Facepalm: Twitter has long assured people that its verification of accounts guarantees that the person operating them is genuine, but it seems the system isn't infallible. The company admitted it accidentally awarded the blue tick to six fake accounts a few weeks after reintroducing the public verification program.

Data scientist Conspirador Norteño (via the Daily Dot) discovered the accounts had been created on July 16. Not one of them had made a single tweet, and they shared nearly all the same followers. Additionally, two of the accounts' profile pictures were stock images, and others were created using AI.

Many of the accounts' combined 976 followers also used computer-generated photos of humans, and cats, for their profile pictures. Of the few that had tweeted, nearly all of the content was related to automated Korean spam.
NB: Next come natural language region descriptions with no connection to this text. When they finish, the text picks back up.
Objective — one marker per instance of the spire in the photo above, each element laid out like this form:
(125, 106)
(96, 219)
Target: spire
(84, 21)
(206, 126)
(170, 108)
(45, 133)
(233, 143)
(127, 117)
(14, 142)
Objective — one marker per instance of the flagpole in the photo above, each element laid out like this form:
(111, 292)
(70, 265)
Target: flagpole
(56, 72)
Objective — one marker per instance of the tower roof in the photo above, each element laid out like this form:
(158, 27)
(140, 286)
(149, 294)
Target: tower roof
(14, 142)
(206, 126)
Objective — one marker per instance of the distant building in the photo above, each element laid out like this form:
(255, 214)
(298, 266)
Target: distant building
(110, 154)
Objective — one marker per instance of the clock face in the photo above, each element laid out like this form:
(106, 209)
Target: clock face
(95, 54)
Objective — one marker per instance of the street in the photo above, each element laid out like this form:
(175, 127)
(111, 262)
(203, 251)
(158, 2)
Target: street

Norteño says they were part of a botnet consisting of at least 1,212 accounts.

"We mistakenly approved the verification applications of a small number of inauthentic (fake) accounts," Twitter told the Daily Dot in a statement. "We have now permanently suspended the accounts in question, and removed their verified badge, under our platform manipulation and spam policy."

Although Twitter claims the verifications were an accident, Alex Stamos, Facebook's former chief security officer, put forward a different theory. "You might have a malicious or bribed insider," he tweeted. "Something similar happened at IG (paid off by spammers, in that case)."

Twitter relaunched its public verification program in May, allowing anyone to apply for the blue tick for the first time since 2017. Part of the new criteria requires accounts to be "authentic, notable, and active," none of which applies to the six now-suspended fakes it verified.